We use custom bbcode in our news posts
[newsImage]imageName.jpg[/newsImage]
And i'd like to use preg_match to get the imageName.jpg from between those tags. The whole post is stored in a variable called $newsPost.
I'm new to regex and I just can't figure out the right expression to use in preg_match to get what I want.
Any help is appreciated.

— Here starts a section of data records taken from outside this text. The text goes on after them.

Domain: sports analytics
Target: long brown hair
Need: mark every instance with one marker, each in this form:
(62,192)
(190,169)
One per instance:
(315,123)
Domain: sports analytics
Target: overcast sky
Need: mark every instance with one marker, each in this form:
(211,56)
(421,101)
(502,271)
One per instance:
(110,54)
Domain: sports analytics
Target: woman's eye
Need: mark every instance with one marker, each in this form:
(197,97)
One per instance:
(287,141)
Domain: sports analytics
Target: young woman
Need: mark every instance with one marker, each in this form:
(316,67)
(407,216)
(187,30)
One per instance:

Also, do any of you know a good resource for learning what each of the characters in regex do?
preg_match_all('/\[newsImage\]([^\[]+)\[\/newsImage\]/i', $newsPost, $images);
The variable $images should then contain your list of matches.
http://www.php.net/manual/en/regexp.introduction.php
To answer your second question: A very good regex tutorial is regular-expressions.info.
Among other things, it also contains a regular expression syntax reference.
Since different regex flavors use a different syntax, you'll also want to look at the regex flavor comparison page.
As Rob said but escaping last ]
preg_match('/\[newsImage\]([^\[]+)\[newsImage\]/i', $newsPost, $images);
$images[1] will contain the name of image file.
This is not exactly what you asked for, but you can replace your [newsImage] tags with tags using the following code, its not perfect as it will fall down if you have an empty tag e.g. [newsImage][/newsImage]
function process_image_code($text) {
//regex looks for [newsImage]sometext[/newsImage]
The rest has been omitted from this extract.